South of the capital, the U.S. command said 15 more insurgents were rounded up Saturday in a joint American-Iraqi operation to suppress resistance in an area notorious for ambushes and kidnappings. At least 78 people have been apprehended since the push began last week, the military said Sunday.

The latest violence occurred as Rumsfeld arrived for an unannounced visit, his first to this country since the United States handed over sovereignty to an interim Iraqi government June 28.

Rumsfeld flew to a U.S.-controlled air base in the western desert, where he fielded questions at a town hall style meeting with about 1,500 Marines. He warned that the insurgents were likely to step up attacks before national elections in January, so it was unlikely the U.S. military could withdraw any troops before then.

"Our hope is that as we build up Iraqi forces we will be able to relieve the stress on our forces and see a reduction in coalition forces over some period of time, probably post-Iraqi election. But again, it will depend entirely on the security situation here in this country," Rumsfeld said.

The secretary later flew to Baghdad and met with U.S. Ambassador John Negroponte, Gen. George Casey, the top American commander in Iraq, and Lt. Gen. David Petraeus, who is in charge of training and equipping Iraqi security forces.

Interim Prime Minister Ayad Allawi hopes to suppress insurgents and take control of rebel enclaves before the legislative elections. U.S. and Iraqi officials have been negotiating for weeks with tribal and religious leaders in key rebel areas but have said they are prepared to use force if talks fail, as they did in Samarra last month.

Under an agreement with government negotiators, Shiite militiamen loyal to radical cleric Muqtada al-Sadr are to begin handing over weapons to Iraqi police Monday in their stronghold Sadr City. The weapons transfer is supposed to last five days, after which Iraqi police and National Guardsmen will assume security responsibility for the teeming Shiite district.

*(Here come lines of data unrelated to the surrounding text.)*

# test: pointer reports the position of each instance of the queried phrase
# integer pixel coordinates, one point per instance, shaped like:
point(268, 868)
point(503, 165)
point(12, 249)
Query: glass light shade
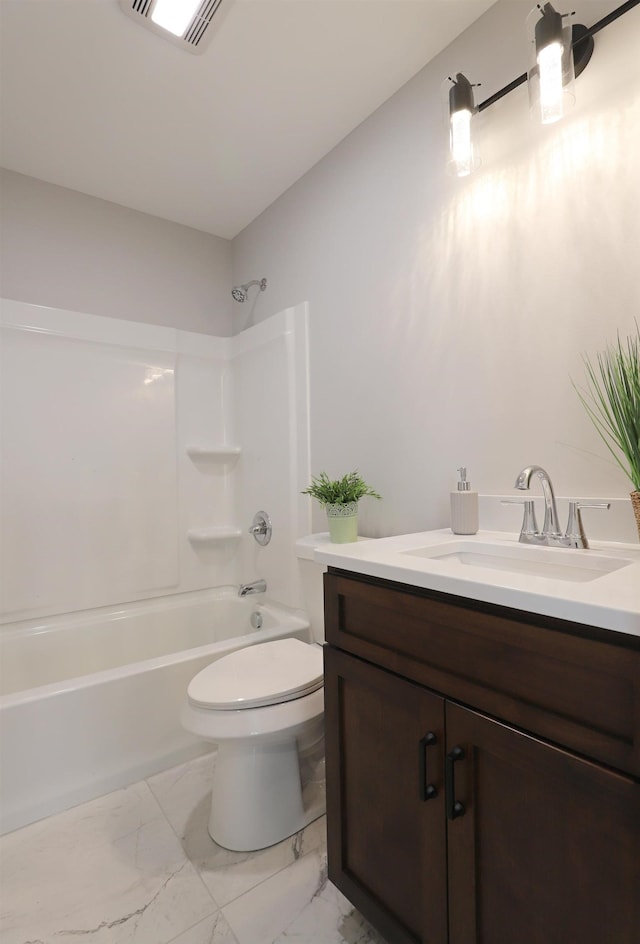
point(551, 70)
point(461, 110)
point(174, 15)
point(461, 145)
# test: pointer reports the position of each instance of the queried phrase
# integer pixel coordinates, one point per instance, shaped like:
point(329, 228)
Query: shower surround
point(134, 458)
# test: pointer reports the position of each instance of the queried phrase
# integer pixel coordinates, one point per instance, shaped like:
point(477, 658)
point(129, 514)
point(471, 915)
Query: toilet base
point(256, 800)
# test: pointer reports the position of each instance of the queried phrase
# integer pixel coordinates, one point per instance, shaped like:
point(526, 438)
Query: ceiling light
point(185, 23)
point(174, 15)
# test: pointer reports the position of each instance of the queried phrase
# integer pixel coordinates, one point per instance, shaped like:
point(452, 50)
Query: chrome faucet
point(256, 586)
point(550, 527)
point(550, 535)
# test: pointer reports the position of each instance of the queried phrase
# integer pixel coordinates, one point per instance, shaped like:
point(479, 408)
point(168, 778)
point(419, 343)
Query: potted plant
point(339, 498)
point(612, 400)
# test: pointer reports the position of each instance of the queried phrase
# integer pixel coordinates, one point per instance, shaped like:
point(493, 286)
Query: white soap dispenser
point(464, 507)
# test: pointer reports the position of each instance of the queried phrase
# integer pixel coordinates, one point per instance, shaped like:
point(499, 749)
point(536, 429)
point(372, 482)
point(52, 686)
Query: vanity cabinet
point(483, 769)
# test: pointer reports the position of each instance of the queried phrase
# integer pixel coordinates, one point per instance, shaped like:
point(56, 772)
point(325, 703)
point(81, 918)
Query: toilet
point(263, 706)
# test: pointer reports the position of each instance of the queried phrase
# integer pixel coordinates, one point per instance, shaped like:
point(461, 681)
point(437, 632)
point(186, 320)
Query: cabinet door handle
point(454, 807)
point(427, 790)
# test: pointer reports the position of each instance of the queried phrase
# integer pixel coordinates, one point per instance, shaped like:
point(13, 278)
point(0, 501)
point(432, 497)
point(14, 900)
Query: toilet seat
point(269, 673)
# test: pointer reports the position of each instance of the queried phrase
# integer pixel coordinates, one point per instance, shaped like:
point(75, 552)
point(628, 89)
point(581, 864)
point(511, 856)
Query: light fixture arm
point(582, 46)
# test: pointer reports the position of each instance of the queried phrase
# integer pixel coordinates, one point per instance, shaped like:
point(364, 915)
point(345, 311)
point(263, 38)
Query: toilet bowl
point(263, 706)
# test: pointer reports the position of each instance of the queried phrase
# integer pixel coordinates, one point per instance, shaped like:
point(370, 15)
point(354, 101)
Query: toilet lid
point(266, 674)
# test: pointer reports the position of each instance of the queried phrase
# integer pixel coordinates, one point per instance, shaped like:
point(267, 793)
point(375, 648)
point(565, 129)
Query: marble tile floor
point(138, 866)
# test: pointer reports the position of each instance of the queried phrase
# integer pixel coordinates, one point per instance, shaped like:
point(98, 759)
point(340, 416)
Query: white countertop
point(610, 601)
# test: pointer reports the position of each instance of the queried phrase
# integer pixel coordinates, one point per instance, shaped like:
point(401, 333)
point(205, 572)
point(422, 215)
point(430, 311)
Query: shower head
point(240, 292)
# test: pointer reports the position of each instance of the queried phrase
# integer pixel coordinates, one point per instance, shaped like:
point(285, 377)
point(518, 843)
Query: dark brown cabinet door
point(385, 799)
point(547, 850)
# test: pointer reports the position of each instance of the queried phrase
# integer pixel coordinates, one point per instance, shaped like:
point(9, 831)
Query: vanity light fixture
point(464, 157)
point(554, 44)
point(560, 51)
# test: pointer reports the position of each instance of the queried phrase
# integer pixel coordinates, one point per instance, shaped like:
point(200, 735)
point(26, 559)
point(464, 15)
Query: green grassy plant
point(351, 487)
point(612, 400)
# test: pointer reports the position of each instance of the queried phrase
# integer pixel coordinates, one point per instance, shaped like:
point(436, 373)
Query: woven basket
point(635, 501)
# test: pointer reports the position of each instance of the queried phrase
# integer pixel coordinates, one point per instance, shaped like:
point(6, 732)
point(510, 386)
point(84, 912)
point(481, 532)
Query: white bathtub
point(91, 702)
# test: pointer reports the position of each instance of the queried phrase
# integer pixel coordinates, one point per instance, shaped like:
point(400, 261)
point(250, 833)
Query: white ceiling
point(94, 102)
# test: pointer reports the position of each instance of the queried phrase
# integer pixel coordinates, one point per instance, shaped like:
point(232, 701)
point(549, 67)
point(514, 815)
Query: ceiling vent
point(198, 33)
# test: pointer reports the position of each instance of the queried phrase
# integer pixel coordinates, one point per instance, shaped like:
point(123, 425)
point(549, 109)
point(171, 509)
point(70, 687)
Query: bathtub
point(90, 702)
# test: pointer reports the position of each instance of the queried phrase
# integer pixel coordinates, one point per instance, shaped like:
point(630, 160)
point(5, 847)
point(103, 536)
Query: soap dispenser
point(464, 507)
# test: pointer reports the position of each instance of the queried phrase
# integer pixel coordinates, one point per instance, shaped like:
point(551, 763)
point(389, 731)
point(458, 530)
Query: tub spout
point(256, 586)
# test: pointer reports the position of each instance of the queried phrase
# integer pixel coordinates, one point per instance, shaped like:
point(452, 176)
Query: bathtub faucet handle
point(261, 527)
point(256, 586)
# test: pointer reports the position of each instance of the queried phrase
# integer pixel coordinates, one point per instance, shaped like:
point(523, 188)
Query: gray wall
point(67, 250)
point(447, 317)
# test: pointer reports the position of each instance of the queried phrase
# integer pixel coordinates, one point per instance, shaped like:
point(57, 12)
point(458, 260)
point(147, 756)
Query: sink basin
point(553, 563)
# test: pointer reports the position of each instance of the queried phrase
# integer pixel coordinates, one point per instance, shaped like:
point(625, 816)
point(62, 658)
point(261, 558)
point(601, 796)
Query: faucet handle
point(574, 534)
point(529, 523)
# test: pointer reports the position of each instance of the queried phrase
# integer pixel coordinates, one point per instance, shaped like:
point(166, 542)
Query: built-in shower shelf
point(222, 451)
point(216, 535)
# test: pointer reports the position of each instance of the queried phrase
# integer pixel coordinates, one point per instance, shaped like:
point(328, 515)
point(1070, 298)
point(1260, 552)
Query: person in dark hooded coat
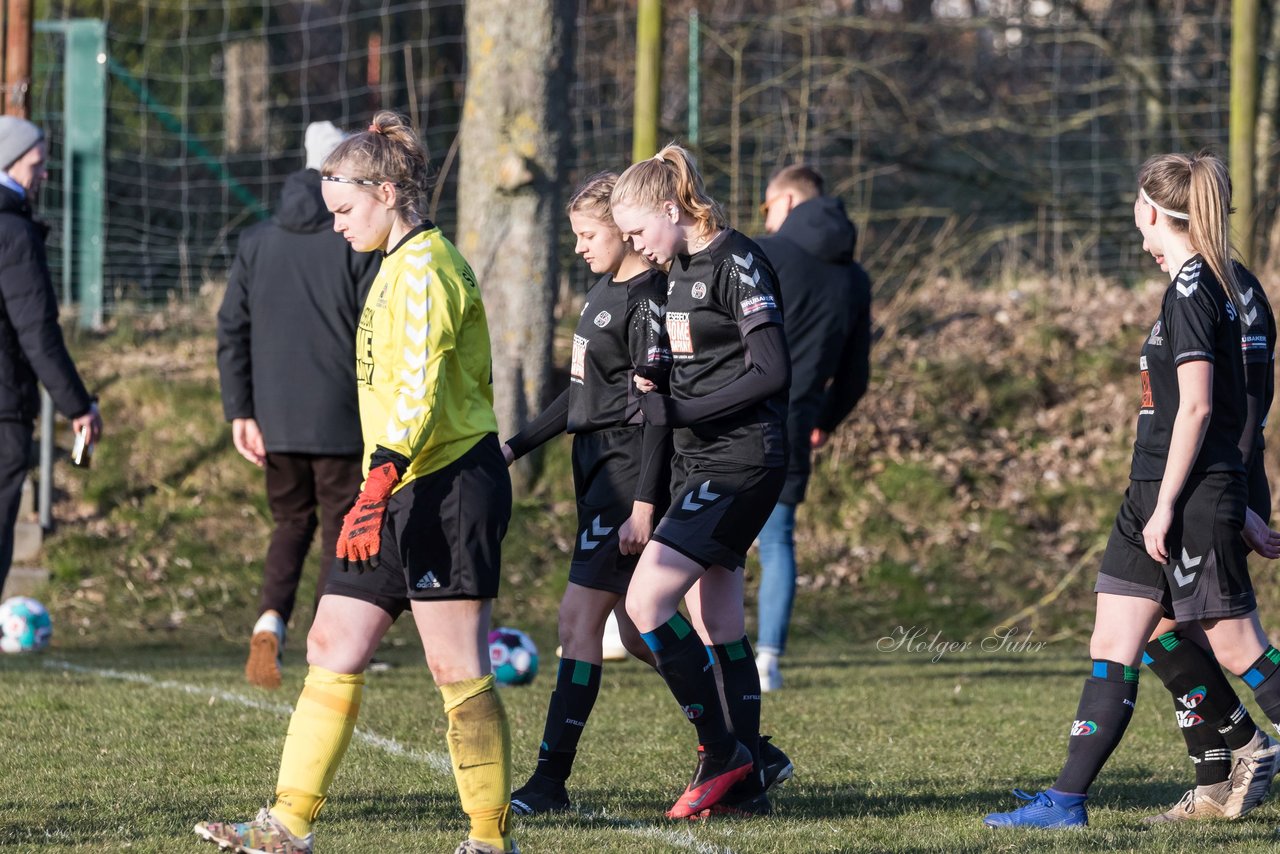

The government's national security adviser, Qassem Dawoud, said Allawi's administration will commit more than $500 million to rebuild Sadr City, scene of weeks of heavy fighting between U.S. troops and al-Sadr's militia.

Talks are also under way between Allawi's government and representatives of Fallujah, the main insurgent bastion west of Baghdad. Iraqi officials have said a final agreement is near to allow the government to regain control of the city but some key details must be finalized.